China Resources New Energy, a unit of China Resources Power, set the offer price for its Shenzhen main-board IPO at RMB10.11 per share. The deal implies base proceeds of about RMB21.30 billion from roughly 2.11 billion shares, rising to as much as RMB24.5 billion if an overallotment option of up to 316.1 million shares is fully exercised.

Filings showed strategic investors would take 1.05 billion shares in the base deal, including China Chengtong, Shenzhen Gas, Shaanxi Investment Group, China Life, New China Life, Taikang Life and the National Social Security Fund. Retail valid bids totaled 636 billion shares, worth about RMB6.4 trillion at the offer price, and demand for the public tranche exceeded 1,000 times the shares initially allocated to retail investors.

Under the clawback mechanism, the final retail tranche increased to 930.7 million shares, or 67.95% of the shares remaining after the strategic placement assuming full exercise of the overallotment option, and the reallocated retail tranche was subscribed 683.4 times. The company and underwriters conducted the allocation draw on Tuesday and said results would be published on Wednesday, while no trading debut date was disclosed. The proceeds are planned for wind and solar project investment.

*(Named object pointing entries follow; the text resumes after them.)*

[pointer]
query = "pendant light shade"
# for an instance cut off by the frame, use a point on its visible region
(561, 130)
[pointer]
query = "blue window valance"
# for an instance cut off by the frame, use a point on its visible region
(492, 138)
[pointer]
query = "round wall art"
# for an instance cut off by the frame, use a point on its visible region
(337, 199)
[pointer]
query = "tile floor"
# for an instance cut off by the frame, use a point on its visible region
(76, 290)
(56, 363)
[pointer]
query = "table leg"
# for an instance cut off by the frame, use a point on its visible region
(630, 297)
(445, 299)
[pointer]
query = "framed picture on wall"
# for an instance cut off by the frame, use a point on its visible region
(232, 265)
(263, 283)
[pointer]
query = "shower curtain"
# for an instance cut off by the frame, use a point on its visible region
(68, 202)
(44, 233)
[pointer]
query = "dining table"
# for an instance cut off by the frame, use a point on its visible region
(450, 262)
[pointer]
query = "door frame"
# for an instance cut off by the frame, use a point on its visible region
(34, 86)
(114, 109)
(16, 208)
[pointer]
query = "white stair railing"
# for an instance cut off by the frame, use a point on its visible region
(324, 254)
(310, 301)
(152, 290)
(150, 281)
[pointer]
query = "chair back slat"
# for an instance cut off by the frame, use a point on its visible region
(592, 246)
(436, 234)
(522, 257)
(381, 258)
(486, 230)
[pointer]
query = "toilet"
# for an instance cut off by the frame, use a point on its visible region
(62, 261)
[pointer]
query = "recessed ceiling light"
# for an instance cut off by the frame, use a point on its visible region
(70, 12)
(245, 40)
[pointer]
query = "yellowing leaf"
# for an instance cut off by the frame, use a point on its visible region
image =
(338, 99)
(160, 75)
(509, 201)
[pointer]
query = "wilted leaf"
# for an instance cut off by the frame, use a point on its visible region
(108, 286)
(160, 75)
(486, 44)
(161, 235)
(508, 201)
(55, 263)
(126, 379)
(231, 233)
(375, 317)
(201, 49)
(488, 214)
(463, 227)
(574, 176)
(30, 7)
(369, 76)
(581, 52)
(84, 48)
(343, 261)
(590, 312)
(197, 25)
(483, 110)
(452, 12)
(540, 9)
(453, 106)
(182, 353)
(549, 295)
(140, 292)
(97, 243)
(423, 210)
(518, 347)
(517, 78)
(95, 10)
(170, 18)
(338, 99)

Reuters said the deal would surpass Yihai Kerry Arawana’s RMB13.9 billion 2020 listing as Shenzhen’s largest IPO and would be the biggest onshore share sale in China since Beijing-Shanghai High-Speed Railway raised RMB30.7 billion in 2009. In its prospectus, the company reported first-quarter net profit of RMB1.62 billion, down 31.1% year on year, and revenue of RMB6.21 billion, down 2.8%, while citing weather conditions, tighter grid limits on generation and lower subsidies for some plants. As of the end of 2025, it reported controlled grid-connected capacity of 41.5899 GW across 31 provincial-level regions.